This is what Slavoj Zizek has called ‘resisting the hermeneutic temptation’. You don’t have to spend countless hours doom-scrolling and gorging yourself on horrific imagery. Instead, you can take this painful knowledge and turn it into something new and productive. By engaging in thought and partaking in a critical tradition of philosophy and criticism, we can empower ourselves and each other. This is why Benjamin chooses the figure of the alchemist to represent the critic. At the root of all alchemy is the desire to not only observe change, but to create it.
And of course Benjamin understood that the art of alchemy was and remains a fool’s errand. His vision for a critically engaged subject is therefore not so much a recipe for success, but rather the invocation of a certain spirit: "Be realistic, demand the impossible.” (Soyez réalistes, demandez l'impossible) As Benjamin famously put it, “there is hope, just not for us.” The critic as alchemist is therefore not just a figure of hope, but the spirit of promise. The figure of a future hope.
Julian
In another text (The sacramental also turns into the mythic), Benjamin goes on to characterize the dialectic as ‘demonic’, in keeping with the image of the philosopher-critic as an alchemist. “The spirit of the black mass here returns (…) Satan is dialectical.” It is worth noting that Benjamin is not moralizing against dialectical thought. His broader argument (elaborated in his theory of aesthetics) builds upon St. Anthony’s thesis that beauty cannot be holy, as it is a semblant of the divine, rather than the non-semblant entity of essence. In this precise sense, the dialectic is also non-holy) as it reconciles the very gap between essence and appearance by transposing the gap between essence and appearance into appearance as such. Benjamin’s reference to the dialectic as ‘satanic’ can therefore be considered to be somewhat in jest, a devilish dialectic, as it were.
I've never studied Benjamin on Goethe's "elective affinities." But the distinction you emphasize from it reminds me of one of Benjamin's Theses on the Philosophy of History. You point out that what may appear as a call to objectivity is more of what I might call a call to action: "However, this should not be confused with taking a step back to look at things objectively. On the contrary, after the fire there can be no objectivity. The task of the critic is therefore to count himself radically ‘into’ the very frame of the Event he is analyzing."
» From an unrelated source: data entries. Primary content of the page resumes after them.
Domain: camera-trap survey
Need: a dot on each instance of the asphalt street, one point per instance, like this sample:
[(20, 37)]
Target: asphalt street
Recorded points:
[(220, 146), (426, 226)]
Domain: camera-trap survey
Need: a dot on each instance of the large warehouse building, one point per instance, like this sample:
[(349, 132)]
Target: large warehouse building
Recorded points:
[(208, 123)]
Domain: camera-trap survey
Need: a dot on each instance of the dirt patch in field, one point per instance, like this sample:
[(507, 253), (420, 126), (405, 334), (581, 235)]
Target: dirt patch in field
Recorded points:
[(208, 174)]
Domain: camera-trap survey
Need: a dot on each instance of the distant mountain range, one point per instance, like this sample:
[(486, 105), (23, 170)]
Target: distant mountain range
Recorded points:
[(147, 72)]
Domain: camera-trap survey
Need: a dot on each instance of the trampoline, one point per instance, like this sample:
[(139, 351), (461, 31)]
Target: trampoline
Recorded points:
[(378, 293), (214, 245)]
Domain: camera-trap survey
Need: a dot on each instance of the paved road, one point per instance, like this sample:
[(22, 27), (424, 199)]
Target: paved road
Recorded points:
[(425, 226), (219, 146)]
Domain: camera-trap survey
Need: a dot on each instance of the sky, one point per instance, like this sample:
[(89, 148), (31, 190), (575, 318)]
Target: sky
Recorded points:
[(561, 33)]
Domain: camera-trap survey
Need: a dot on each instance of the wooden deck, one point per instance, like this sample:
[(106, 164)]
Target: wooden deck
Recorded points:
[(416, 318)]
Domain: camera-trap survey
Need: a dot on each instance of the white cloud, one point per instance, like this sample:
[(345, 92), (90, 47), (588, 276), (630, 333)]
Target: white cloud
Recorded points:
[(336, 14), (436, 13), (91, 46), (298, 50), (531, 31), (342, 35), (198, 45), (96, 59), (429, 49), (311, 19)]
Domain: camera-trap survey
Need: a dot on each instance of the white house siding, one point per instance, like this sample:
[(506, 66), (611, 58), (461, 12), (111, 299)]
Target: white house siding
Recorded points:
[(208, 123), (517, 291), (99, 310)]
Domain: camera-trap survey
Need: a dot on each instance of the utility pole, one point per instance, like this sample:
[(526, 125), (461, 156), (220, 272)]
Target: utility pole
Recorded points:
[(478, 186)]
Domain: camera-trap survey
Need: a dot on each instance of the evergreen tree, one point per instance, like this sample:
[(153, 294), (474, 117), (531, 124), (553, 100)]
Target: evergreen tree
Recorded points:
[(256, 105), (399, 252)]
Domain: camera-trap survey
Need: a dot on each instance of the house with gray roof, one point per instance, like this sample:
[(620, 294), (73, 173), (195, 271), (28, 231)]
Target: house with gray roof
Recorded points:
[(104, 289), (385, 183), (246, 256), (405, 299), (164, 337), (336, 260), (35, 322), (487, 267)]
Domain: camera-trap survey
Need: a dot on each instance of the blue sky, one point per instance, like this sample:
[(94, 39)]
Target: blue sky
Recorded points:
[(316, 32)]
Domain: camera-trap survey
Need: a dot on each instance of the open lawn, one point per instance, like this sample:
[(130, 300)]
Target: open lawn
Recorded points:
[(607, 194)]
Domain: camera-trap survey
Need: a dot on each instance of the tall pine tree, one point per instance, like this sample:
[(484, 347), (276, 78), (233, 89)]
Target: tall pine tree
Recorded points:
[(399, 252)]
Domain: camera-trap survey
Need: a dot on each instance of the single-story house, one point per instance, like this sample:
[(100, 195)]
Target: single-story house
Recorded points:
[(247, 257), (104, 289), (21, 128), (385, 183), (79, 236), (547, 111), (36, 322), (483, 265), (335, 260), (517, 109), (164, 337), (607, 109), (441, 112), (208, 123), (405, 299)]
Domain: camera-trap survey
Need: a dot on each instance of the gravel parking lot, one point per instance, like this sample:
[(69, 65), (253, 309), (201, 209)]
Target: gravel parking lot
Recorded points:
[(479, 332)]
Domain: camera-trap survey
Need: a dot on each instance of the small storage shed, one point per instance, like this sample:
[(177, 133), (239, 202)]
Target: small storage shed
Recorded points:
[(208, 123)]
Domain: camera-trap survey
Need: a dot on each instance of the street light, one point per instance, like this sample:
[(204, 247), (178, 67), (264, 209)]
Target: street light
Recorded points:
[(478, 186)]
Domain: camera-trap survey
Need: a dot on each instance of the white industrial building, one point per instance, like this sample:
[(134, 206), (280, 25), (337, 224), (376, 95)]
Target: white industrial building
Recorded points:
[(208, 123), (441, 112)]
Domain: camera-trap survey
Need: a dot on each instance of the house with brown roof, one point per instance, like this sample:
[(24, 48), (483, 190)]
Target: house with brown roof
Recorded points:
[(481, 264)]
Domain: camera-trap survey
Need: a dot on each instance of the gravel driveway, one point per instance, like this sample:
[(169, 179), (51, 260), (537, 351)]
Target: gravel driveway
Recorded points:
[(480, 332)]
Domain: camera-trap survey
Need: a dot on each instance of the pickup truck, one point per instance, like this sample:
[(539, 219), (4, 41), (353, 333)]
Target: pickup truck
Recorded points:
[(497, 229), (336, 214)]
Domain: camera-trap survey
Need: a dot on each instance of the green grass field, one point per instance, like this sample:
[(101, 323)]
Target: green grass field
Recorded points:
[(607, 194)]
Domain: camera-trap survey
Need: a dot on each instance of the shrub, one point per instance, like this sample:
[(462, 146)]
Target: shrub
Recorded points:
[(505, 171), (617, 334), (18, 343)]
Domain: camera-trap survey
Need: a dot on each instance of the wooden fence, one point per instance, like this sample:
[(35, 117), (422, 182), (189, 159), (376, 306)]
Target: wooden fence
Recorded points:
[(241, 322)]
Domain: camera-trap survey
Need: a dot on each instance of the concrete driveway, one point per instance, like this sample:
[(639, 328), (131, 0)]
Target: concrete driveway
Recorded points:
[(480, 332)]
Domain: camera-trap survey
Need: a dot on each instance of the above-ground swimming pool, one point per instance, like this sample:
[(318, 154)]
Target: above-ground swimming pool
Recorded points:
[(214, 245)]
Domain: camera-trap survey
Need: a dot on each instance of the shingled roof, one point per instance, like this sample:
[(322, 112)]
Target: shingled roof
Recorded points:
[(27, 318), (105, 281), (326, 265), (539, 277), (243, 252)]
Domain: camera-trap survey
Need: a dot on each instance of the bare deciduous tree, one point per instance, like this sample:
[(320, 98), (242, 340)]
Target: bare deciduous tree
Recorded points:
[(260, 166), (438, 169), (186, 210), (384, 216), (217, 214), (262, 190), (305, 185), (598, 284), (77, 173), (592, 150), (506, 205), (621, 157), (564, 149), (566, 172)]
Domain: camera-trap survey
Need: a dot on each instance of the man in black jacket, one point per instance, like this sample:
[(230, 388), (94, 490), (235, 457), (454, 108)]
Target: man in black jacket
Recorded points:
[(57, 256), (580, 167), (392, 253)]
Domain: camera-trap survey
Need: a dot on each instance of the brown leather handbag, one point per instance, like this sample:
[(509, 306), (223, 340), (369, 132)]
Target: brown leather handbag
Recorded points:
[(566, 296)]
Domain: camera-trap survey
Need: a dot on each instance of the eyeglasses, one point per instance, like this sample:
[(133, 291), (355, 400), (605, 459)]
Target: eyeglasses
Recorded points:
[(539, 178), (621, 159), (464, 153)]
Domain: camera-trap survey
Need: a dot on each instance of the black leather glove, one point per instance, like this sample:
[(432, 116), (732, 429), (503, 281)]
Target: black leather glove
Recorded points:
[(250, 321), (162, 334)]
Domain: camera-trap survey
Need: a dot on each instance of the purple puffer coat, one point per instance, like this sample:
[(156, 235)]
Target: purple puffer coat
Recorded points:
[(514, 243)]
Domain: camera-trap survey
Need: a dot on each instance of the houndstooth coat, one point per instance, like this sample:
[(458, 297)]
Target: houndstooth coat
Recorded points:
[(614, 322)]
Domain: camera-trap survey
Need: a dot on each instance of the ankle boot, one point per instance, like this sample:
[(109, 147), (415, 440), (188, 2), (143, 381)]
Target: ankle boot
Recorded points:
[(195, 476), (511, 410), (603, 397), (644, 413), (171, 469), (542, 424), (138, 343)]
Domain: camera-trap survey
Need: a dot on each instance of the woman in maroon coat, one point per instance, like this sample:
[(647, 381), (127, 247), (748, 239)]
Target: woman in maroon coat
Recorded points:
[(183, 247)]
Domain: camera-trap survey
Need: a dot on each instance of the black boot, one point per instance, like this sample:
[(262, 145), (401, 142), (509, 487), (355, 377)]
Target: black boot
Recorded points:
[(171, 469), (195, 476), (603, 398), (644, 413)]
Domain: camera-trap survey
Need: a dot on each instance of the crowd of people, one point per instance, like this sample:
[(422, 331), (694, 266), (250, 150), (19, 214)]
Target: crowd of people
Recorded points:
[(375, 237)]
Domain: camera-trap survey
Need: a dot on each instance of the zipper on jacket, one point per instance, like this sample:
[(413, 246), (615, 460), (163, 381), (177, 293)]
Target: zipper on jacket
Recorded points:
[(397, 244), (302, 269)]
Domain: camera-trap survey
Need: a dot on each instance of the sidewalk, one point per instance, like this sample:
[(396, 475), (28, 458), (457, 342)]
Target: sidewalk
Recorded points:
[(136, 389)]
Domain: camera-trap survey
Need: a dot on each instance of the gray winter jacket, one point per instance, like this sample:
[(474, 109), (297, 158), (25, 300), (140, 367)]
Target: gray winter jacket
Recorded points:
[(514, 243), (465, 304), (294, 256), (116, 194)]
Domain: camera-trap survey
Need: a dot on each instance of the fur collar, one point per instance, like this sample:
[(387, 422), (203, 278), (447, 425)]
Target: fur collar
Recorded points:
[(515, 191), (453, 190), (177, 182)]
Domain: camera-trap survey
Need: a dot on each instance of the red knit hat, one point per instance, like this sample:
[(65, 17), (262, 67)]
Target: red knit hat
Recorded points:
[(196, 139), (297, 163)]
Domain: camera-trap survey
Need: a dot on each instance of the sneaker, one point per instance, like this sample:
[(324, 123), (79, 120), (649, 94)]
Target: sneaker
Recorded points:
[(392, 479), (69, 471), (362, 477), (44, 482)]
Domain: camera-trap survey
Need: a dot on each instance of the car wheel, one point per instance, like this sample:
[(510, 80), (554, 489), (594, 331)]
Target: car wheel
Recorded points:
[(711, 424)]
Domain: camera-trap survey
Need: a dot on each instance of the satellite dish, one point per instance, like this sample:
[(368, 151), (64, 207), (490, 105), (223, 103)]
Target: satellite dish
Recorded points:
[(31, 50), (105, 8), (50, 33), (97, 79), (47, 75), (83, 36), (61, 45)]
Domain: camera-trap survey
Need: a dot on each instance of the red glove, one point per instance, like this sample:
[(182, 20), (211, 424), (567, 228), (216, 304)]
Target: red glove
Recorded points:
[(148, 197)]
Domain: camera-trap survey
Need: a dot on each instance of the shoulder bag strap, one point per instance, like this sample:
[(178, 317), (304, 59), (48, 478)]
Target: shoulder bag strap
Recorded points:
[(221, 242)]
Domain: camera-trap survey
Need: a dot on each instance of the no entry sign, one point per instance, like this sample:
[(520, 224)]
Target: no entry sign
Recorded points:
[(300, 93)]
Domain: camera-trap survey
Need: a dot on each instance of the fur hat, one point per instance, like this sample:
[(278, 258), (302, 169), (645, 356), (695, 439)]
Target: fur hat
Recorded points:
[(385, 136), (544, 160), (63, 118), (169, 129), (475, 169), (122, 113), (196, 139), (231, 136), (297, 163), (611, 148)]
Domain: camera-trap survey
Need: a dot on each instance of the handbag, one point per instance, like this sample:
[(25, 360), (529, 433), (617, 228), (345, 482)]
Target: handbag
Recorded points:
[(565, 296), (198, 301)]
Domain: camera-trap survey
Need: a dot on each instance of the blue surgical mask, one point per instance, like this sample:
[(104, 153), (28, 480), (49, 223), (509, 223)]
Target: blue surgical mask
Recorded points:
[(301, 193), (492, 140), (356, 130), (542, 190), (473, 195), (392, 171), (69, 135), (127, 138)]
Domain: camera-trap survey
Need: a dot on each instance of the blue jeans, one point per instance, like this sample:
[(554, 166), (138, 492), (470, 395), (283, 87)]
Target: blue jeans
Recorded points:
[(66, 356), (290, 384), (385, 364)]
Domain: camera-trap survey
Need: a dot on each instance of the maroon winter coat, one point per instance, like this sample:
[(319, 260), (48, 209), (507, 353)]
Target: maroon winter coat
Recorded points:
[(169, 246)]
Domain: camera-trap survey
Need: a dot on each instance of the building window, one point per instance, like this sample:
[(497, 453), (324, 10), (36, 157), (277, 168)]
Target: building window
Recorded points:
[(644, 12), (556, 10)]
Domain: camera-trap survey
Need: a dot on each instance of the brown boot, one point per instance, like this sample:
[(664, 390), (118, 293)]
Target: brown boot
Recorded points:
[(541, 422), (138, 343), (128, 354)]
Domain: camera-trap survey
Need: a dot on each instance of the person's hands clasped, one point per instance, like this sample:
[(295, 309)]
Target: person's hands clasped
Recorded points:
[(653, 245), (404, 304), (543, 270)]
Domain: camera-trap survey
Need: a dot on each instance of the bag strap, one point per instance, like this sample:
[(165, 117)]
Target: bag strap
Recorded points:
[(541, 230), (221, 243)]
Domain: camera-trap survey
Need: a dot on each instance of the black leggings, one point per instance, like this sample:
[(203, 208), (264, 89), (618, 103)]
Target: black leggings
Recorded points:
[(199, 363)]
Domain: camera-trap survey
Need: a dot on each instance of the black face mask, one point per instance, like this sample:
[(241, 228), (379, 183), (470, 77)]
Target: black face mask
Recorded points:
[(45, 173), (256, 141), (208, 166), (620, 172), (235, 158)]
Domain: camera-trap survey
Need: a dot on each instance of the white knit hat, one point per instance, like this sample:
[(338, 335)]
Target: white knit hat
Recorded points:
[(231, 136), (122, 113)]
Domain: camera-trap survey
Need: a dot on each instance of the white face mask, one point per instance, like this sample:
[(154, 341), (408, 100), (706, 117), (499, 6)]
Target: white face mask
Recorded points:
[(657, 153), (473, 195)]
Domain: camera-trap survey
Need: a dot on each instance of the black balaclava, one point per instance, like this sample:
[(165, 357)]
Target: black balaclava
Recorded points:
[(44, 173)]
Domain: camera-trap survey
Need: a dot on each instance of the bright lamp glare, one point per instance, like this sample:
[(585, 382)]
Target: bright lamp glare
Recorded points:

The similar distinction I'm reminded of comes at the beginning of Thesis 6: "To articulate the past historically does not mean to recognize it 'the way it really was' (Ranke). It means to seize hold of a memory as it flashes up at a moment of danger." Here is the same putting aside of objectivity (which, as you say, for Benjamin is impossible) for the sake of engagement.
I think the rest of your essay reflects the overall spirit of the Theses. The most hopeful and bracing line, for me, of the Theses is from Thesis 2: "There is a secret agreement between past generations and the present one. Our coming was expected on earth. Like every generation that preceded us, we have been endowed with a weak Messianic power, a power to which the past has a claim. That claim cannot be settled cheaply."
In these dangerous times, we need to engage with the likes of Benjamin and at least two of his friends, Hannah Arendt and Gershom Scholem. I'm grateful for your inspiring and informative contribution here.
Thank you!!! So timely and moving ..in my heart.